Frequently asked questions
Aggregator commissions in India typically run around 18–30% per order, depending on your city, cuisine and the plan you sign, before you add packaging, platform ad spend and discount-funding. That’s why building owned channels matters: a repeat customer ordering directly through your site or WhatsApp keeps that margin instead of handing roughly a quarter of the bill to the platform.
Yes — for what they do well. Aggregators are strong discovery and delivery infrastructure, especially for a new kitchen that needs trial fast. The mistake is treating them as your whole marketing plan. Keep them for reach and logistics, but run owned channels — Google Business Profile, Instagram, WhatsApp — alongside, so your repeat business flows to a relationship and a margin you actually control.

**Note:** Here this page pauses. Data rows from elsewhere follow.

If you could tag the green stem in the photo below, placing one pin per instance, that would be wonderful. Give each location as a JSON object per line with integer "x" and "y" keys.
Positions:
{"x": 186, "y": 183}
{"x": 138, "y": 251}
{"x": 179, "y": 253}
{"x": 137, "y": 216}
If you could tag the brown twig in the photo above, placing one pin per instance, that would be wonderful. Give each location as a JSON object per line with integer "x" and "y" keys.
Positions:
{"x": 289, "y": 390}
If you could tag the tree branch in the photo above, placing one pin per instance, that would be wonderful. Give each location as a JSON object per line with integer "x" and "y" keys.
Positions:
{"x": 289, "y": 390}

Claim and fully complete your Google Business Profile: correct category, hours, full menu, ordering and booking links, and photos. Then keep it active — add fresh photos weekly, post specials, earn recent reviews, and answer questions yourself. Google rewards complete, current, well-reviewed listings in the local ‘near me’ map pack, which is exactly where hungry people nearby are searching at mealtime.
Post craving-led, sound-on Reels — cheese pulls, chai pouring, a knife through a dessert — shot vertical, close, and in good natural light. Mix in the place and people: latte art, a packed brunch, the owner plating. Always geotag and name your dish and neighbourhood so locals find you, and repost guest photos and videos as high-trust user-generated content.
Capture an opt-in whenever someone orders direct or dines in, then use WhatsApp respectfully — not as spam. Send a weekend special, a birthday dessert offer, a quiet-Tuesday nudge, or a ‘your usual is back’ message. Because WhatsApp open rates in India far exceed email, it’s the cheapest way to bring an existing customer back without paying an aggregator to acquire them all over again.
Ask at the right moment — a happy table, the bill, or a follow-up WhatsApp — with a direct link to your Google profile to remove friction. Reply to every review, good or bad, in a genuine human voice. Aim for steady recency rather than a one-time burst, because fresh, real reviews signal a living, loved place and lift your map ranking. Never buy reviews; it risks your listing.